Eine investigativ-wissenschaftliche Kulturreportage über Rhodopis, den Pharao und eine Sandale – zwischen Quellenkritik, Erzählkunst und einem heiteren Blick auf die Wiege Europas.

Eine investigativ-wissenschaftliche Spurensuche in der Geschichte des Aschenbrödels – von Andreas Manousos

 

Teaser

Wenn im Advent „Drei Haselnüsse für Aschenbrödel“ läuft, denken die wenigsten an Griechen, Hetären, Handelskolonien und philologische Spitzfindigkeiten. Und doch führt die Fährte genau dorthin: zur ältesten bekannten Fassung des Aschenbrödel-Motivs, aufgezeichnet von einem Griechen über eine Griechin – vor über zwei Jahrtausenden, und von mir, einem Griechen, aufgeklärt. Ich habe die Spuren verglichen, die Widersprüche sortiert und das Märchen von seinem Ursprung her neu gelesen.

 

Ergebnis, mit freundlichem Augenzwinkern:  Auch das Aschenbrödel haben die Griechen erfunden! 😄

 

1. Tatort Antike: Eine Sandale, ein Adler, ein König

Die Szene ist so schlicht, dass sie fast modern wirkt: Eine junge Frau badet; ein großer Vogel – in der ältesten Version ein Adler – schnappt sich eine ihrer Sandalen, fliegt nach Memphis und lässt den Schuh dem König in den Schoß fallen. Der Herrscher deutet es als Zeichen, lässt das Land durchsuchen und nimmt die Unbekannte „zur Frau“. Fertig.

Das ist – in ihren harten Konturen – die älteste überlieferte Form jenes Motivs, das wir als Aschenputtel/Aschenbrödel kennen. Aufgeschrieben hat sie der griechische Geograph Strabon im 1. Jahrhundert v. Chr. in seiner Geographika.

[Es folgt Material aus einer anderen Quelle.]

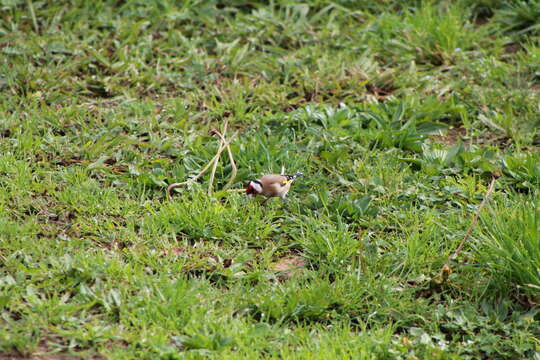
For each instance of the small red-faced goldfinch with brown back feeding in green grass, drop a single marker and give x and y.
(272, 185)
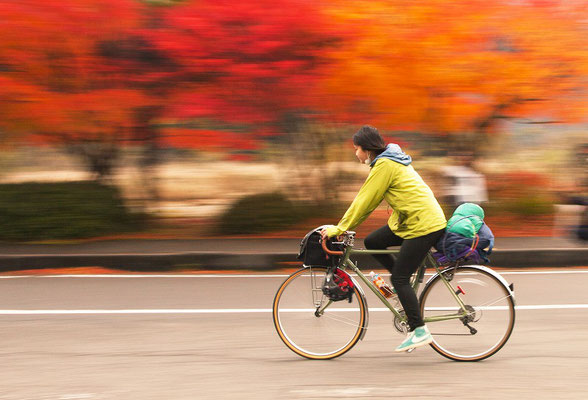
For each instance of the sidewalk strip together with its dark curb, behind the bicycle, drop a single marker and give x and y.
(249, 254)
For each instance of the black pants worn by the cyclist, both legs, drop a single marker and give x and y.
(411, 255)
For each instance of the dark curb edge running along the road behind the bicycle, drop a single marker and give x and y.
(259, 261)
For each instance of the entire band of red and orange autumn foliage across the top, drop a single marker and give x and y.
(440, 67)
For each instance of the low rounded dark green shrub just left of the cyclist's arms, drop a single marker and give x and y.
(268, 212)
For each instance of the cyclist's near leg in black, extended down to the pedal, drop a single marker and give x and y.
(411, 255)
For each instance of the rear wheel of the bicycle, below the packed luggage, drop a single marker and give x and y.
(487, 323)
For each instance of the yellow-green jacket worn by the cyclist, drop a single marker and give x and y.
(416, 212)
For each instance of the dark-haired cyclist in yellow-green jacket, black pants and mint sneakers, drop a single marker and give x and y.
(416, 223)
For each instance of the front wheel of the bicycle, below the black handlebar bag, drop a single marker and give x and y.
(309, 323)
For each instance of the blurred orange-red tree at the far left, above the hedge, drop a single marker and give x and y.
(56, 82)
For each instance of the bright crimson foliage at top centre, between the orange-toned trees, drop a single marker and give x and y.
(244, 61)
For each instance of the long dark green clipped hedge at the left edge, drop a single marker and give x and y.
(34, 211)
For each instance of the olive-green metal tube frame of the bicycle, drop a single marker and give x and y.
(417, 279)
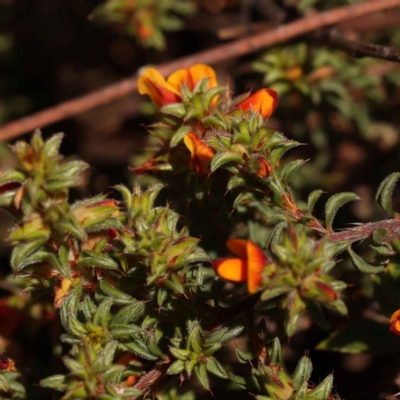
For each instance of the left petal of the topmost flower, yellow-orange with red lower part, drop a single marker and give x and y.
(154, 85)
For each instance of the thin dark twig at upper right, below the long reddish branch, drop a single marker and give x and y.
(358, 49)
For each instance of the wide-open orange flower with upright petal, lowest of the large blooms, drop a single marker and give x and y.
(247, 268)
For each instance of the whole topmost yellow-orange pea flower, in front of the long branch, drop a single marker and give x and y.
(162, 92)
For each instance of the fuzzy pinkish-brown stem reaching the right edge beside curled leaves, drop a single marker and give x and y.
(364, 231)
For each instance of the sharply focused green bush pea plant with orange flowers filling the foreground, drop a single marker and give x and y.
(147, 308)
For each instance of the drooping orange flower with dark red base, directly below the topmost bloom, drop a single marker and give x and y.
(200, 153)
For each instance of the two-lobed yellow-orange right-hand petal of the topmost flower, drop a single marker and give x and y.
(192, 76)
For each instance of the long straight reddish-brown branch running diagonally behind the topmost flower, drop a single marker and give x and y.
(212, 56)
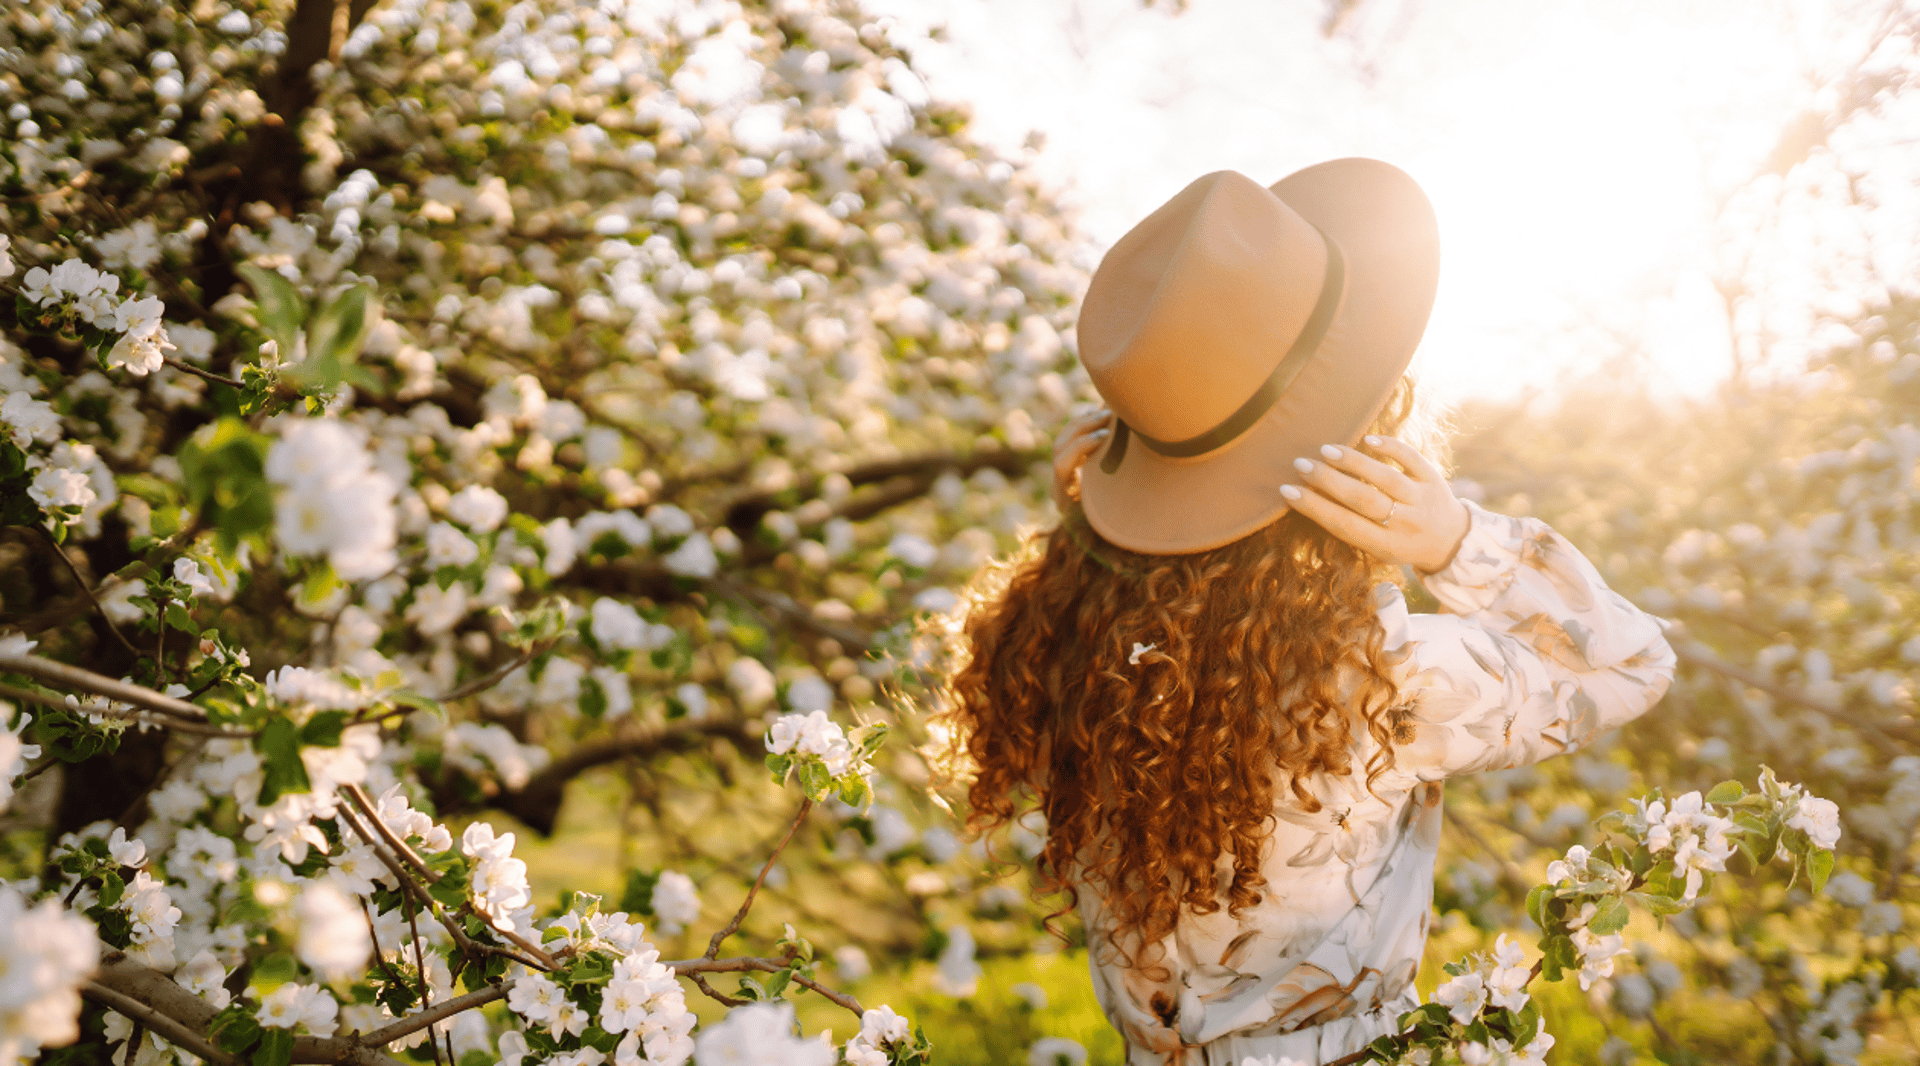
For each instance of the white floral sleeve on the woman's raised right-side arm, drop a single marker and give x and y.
(1533, 658)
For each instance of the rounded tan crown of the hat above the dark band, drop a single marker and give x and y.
(1191, 310)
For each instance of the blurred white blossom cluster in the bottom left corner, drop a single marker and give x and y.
(49, 954)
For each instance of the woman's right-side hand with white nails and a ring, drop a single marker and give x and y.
(1395, 514)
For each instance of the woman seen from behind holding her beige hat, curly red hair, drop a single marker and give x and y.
(1236, 731)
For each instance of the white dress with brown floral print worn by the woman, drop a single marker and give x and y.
(1533, 660)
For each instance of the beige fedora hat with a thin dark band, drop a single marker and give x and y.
(1241, 327)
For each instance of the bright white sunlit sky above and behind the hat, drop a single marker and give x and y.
(1575, 153)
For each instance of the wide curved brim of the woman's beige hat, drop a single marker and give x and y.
(1387, 233)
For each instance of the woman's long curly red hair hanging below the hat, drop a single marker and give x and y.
(1153, 767)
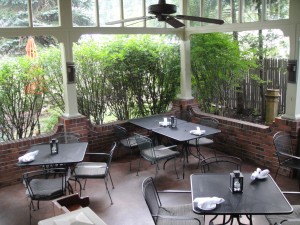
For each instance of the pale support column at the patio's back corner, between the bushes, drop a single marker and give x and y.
(185, 77)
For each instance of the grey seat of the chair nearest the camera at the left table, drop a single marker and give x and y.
(46, 188)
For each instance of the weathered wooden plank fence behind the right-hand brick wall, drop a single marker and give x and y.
(275, 76)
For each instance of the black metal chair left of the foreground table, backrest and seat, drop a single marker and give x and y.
(168, 215)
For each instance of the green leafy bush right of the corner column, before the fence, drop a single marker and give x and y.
(217, 66)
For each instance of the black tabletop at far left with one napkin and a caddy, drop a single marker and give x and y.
(68, 154)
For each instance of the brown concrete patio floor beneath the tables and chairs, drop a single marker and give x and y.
(129, 207)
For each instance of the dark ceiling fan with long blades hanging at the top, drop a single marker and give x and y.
(162, 11)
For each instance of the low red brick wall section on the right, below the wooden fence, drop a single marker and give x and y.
(252, 142)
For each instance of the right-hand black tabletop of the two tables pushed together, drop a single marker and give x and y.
(182, 133)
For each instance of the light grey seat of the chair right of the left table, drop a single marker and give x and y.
(90, 169)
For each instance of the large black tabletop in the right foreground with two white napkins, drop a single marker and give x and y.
(258, 197)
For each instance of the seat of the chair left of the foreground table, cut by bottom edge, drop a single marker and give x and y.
(185, 210)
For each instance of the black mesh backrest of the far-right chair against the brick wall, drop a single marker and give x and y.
(283, 144)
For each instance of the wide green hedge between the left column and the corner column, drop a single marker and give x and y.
(132, 76)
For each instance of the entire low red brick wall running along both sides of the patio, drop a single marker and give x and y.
(249, 141)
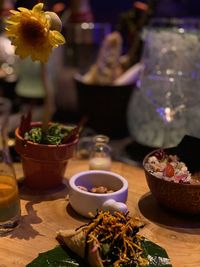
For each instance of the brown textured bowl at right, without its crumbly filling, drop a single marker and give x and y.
(177, 197)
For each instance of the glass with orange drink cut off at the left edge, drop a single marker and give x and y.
(10, 211)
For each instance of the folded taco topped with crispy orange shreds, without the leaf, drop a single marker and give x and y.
(108, 239)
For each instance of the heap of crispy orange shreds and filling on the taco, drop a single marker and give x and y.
(116, 236)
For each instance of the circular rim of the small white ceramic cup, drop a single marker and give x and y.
(73, 179)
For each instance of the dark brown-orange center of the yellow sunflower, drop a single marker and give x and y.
(32, 31)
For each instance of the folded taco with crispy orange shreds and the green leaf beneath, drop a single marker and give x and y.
(109, 239)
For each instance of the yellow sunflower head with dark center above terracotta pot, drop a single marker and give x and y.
(32, 33)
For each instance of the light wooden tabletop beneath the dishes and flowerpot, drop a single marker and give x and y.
(44, 214)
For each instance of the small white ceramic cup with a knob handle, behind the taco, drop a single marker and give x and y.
(84, 202)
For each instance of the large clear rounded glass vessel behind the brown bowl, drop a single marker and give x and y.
(161, 109)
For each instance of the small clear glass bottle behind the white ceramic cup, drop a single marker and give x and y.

Strabon zitiert sie ausdrücklich als Erzählung, die man sich in Ägypten „herumzählte“ – keine Chronik, sondern eine Anekdote. In seiner knappen Notiz steht der Satzteil, der das ganze Genre in ein Bild gießt: „…ein Adler raubte eine ihrer Sandalen…“ – und der Rest ist Märchenlogik.¹

Wer das für hübsch, aber belanglos hält, unterschätzt die literarische Sprengkraft solcher Kleinstformen. Aus vier, fünf Sätzen wird über Jahrhunderte eine Erzählfamilie, die halbe Weltliteratur und nicht wenige Filmklassiker prägt. Und genau hier beginnt die investigativ‑historische Arbeit: Was ist an der Anekdote alt, was ist später zugewachsen, wo sind die Fakten, und wo die Erzählkonvention?

 

2. Spurensicherung: Herodot liefert das Faktengerüst

Ein Ermittler sucht die früheste verlässliche Quelle. Die führt zu Herodot, dem „Vater der Geschichtsschreibung“ (5. Jh. v. Chr.). In Historien II, 134–135 erwähnt Herodot eine Frau namens Rhodopis – eine Griechin thrakischer Herkunft, die in der griechischen Handelsniederlassung Naukratis in Ägypten lebte. Sie war, so Herodot, eine Hetäre: gebildet, begehrt, gesellschaftlich versiert, und – entscheidend – sie wurde reich. Sie stiftete einen Zehnt ihres Vermögens in Form eiserner Spieße (Obeloi) dem Heiligtum von Delphi – eine sehr konkrete, fast buchhalterische Notiz. Herodot korrigiert außerdem ausdrücklich einen damals umlaufenden Mythos, Rhodopis habe eine Pyramide gebaut – Unsinn, sagt er sinngemäß, ihr Reichtum reichte bei weitem nicht für solche Monumente.²

Das heißt: Rhodopis ist bei Herodot eine reale Person. Kein Märchen, keine Fee, kein Ball, keine Stiefschwestern, keine Magie. Eine biographische Notiz in einem ansonsten nüchternen Werk über Länder, Sitten, Kulte, Bündnisse. Und nun der entscheidende Schritt: Strabon greift Jahrhunderte später diese Gestalt auf – und literarisiert sie. Die Anekdote mit der Sandale setzt auf die bereits bekannte Figur Rhodopis auf; sie ist nicht die Entdeckung Strabons, wohl aber seine Formung des Erzählstoffs.

 

3. Der Zeuge der zweiten Stunde: Strabon und die Geburt der Sage

Strabon (64/63 v. Chr.–24 n. Chr.) verfasst ein Weltbild in Buchform. Ägypten beschreibt er mit Geographie, Ethnographie, Geschichten. In Buch XVII (Kap. 33) die „Sandalengeschichte“: Eine Frau (später mit dem Herodot‑Material als Rhodopis identifiziert) badet, ein Adler entreißt die Sandale, der König deutet das Ereignis und „nimmt sie zur Frau“. Strabon nennt keinen Pharaonennamen; der römische Autor Aelian (2./3. Jh. n. Chr.) gibt später den Namen Psammetichus (griechisch für Psamtik) an und wiederholt im Wesentlichen das Strabon‑Motiv.³

Die literarische Verschiebung ist offensichtlich: Aus Herodots sozialhistorischer Notiz über eine prominente Griechin in Ägypten wird bei Strabon der mythische Kern einer Aufstiegs‑Erzählung – die Initialzündung des Märchentyps. Dass Strabon die Geschichte ausdrücklich als „fabelhaft“ (θρυλουμένη) markiert, ist kein Zufall: Er trennt Beobachtung und Überlieferung. Für die spätere Rezeption – das ist wichtig – wird diese Trennlinie oft verwischt.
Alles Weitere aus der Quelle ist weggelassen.